Thursday, July 23, 2015

Pints: Tasting the British-ish ESB

The time has come to finally taste the kind of British ESB I made  Well, that's a lie, I tasted it several times prior to this.  But now, it is finally worth mentioning.  Not to say it is amazing, but I would happily drink it now and would be comfortable serving it to other people.  I kegged it ten days after brew day.  It wasn't terrible by any stretch, but it had a slightly buttery or butterscotch flavor and it had an almost salty taste.  That has since gone away.  I suck at describing beer, but here goes.
The head is probably the most disappointing thing about it.  It falls away quickly and leaves little lacing.  Not really a big deal though.  The color turned out about right as far as I'm concerned as well.  It will slowly clear up in the keg.  As for aroma, it has a slightly malty smell with obvious caramel.  Not much hop smell that I can detect, but maybe something faintly herbal or floral.  The flavor is pretty good I think, fairly light and refreshing, with some residual sweetness.  It tastes a little bit like Newcastle Brown Ale.  The bitterness is softer than I thought it would be, and the hops contribution leans more towards a light floral or herbal flavor (maybe some lavender?).  There is a bit of tartness from the carbonation that lingers on the tongue.  You can taste a bit of caramel and maybe a bready note as well. 

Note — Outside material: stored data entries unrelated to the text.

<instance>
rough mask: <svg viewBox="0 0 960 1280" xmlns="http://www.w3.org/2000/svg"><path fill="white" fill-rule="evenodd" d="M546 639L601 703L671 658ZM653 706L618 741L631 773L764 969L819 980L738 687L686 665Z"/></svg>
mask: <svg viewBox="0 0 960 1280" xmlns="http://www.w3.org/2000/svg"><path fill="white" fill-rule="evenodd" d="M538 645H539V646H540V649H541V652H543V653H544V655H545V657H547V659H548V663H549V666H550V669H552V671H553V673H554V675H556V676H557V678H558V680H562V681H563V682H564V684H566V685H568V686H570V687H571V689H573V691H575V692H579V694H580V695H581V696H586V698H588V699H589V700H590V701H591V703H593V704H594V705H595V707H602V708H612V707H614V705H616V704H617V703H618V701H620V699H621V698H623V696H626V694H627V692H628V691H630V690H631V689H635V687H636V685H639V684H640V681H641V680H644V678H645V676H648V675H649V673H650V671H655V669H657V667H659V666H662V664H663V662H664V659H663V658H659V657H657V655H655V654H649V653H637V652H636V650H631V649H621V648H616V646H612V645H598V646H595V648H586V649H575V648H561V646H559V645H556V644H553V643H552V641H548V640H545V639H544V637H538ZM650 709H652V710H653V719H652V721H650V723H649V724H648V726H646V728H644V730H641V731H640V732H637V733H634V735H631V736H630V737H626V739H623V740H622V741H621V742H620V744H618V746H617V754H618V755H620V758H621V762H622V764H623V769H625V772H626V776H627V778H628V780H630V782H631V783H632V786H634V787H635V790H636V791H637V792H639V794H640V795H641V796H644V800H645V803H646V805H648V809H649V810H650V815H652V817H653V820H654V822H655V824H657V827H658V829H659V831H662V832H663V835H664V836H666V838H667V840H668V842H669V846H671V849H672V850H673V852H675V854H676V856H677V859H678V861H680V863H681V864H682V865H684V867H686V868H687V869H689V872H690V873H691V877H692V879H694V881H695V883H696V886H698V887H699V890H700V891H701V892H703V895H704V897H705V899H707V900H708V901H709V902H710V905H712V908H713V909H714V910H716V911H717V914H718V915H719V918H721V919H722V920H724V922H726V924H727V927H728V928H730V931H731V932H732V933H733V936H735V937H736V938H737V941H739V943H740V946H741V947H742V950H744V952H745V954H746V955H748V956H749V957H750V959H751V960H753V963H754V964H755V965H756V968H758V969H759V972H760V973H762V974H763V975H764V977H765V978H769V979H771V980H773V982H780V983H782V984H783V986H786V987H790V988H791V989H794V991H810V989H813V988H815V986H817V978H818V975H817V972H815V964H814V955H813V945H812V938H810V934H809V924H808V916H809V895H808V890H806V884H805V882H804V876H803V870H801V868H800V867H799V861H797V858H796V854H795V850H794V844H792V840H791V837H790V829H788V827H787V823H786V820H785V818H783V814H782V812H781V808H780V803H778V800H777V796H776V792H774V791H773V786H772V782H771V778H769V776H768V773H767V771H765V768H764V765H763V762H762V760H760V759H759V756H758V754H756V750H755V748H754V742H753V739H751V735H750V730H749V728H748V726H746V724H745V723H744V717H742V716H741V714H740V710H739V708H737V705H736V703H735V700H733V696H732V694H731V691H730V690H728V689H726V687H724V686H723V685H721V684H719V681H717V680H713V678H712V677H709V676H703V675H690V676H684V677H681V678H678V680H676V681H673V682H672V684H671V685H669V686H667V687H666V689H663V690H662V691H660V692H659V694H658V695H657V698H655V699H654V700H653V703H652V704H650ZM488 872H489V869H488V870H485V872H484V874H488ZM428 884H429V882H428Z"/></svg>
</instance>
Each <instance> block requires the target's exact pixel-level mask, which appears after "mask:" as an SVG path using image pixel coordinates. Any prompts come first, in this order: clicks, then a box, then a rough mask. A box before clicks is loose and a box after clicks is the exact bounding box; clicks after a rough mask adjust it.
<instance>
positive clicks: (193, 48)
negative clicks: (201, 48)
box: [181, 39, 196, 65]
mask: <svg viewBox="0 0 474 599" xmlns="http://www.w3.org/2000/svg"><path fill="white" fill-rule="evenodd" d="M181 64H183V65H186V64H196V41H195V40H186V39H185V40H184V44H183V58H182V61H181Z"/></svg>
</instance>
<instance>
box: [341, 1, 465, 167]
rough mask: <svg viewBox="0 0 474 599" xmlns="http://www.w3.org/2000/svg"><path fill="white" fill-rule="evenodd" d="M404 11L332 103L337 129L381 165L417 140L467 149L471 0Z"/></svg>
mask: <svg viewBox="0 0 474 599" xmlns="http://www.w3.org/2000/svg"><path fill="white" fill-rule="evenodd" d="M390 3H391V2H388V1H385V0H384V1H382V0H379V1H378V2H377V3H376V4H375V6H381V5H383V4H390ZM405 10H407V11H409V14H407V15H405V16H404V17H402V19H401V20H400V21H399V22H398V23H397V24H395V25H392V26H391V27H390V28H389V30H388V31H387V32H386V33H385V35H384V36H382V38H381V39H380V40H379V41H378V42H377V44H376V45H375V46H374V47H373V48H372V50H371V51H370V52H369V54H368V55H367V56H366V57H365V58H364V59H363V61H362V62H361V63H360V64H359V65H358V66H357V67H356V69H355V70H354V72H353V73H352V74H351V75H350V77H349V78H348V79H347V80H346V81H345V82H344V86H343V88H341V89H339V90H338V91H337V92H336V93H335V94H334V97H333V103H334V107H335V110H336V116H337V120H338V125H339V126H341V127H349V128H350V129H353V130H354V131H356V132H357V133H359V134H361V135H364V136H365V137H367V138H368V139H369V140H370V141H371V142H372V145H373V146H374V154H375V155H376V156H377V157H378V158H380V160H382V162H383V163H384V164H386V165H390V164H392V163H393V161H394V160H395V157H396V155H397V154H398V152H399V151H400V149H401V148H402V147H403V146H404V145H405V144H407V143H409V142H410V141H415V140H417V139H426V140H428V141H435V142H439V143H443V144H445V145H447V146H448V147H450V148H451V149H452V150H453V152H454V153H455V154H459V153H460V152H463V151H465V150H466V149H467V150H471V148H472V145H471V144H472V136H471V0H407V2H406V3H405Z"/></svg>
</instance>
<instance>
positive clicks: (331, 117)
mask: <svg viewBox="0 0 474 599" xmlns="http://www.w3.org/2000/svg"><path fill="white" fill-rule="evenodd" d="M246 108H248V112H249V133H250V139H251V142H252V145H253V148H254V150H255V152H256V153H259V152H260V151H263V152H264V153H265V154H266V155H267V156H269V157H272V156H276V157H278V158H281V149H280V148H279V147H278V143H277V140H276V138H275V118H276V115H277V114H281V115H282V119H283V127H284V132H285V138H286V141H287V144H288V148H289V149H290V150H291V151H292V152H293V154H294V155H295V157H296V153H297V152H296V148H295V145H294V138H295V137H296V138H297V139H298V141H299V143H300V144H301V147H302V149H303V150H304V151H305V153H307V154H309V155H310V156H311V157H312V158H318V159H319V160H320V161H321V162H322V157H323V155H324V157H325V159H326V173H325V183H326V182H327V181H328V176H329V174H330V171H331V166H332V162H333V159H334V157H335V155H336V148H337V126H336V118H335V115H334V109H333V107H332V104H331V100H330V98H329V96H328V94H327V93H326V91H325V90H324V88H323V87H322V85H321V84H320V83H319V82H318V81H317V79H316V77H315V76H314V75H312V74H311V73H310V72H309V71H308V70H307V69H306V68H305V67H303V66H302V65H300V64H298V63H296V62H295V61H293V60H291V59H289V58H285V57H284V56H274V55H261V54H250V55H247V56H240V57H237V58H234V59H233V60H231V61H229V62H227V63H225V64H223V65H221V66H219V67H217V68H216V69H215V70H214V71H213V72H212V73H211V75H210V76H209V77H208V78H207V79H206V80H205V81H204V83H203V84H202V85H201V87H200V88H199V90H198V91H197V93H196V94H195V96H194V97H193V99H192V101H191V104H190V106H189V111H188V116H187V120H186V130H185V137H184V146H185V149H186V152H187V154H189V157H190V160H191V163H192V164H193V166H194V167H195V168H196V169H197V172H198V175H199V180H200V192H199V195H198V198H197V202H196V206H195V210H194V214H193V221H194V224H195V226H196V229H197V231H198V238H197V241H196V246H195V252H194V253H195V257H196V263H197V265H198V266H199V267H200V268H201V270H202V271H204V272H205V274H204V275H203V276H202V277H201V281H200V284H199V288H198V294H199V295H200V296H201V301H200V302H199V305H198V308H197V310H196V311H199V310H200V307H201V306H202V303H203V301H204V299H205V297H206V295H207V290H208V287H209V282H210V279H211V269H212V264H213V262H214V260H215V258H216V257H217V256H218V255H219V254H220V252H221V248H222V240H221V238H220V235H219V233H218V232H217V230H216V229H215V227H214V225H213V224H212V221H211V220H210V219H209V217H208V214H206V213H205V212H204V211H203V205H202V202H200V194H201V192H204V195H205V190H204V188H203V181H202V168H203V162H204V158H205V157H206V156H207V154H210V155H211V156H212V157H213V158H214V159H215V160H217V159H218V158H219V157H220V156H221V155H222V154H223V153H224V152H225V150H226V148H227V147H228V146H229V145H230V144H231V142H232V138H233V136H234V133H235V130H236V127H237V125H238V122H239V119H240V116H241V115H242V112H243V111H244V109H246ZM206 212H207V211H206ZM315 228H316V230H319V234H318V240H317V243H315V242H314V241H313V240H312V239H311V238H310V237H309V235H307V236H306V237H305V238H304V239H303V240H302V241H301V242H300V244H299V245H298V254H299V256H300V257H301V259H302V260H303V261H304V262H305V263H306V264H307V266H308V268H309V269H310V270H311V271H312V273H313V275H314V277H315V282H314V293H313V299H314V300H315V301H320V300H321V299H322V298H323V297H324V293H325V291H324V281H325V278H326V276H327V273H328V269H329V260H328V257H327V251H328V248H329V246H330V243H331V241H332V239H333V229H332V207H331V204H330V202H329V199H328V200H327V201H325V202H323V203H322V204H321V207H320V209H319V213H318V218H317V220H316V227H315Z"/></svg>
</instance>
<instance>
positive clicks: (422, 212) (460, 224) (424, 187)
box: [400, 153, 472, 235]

Overall, I think its good enough to try brewing again, though not exactly the same way though.  I will probably use less Burton salts next time and maybe add an extra ounce of EKG or maybe fuggles hops.  I think the malt bill was pretty good, though I may try using a darker crystal malt next time.

On a side note...I was at the Flying Saucer Draught Emporium in Nashville early this week.  They had Stone Farking Wheaton w00tstout on tap, so I got to try the genuine article to compare it to the kit I made.  Didn't take detailed notes, but it was very tasty.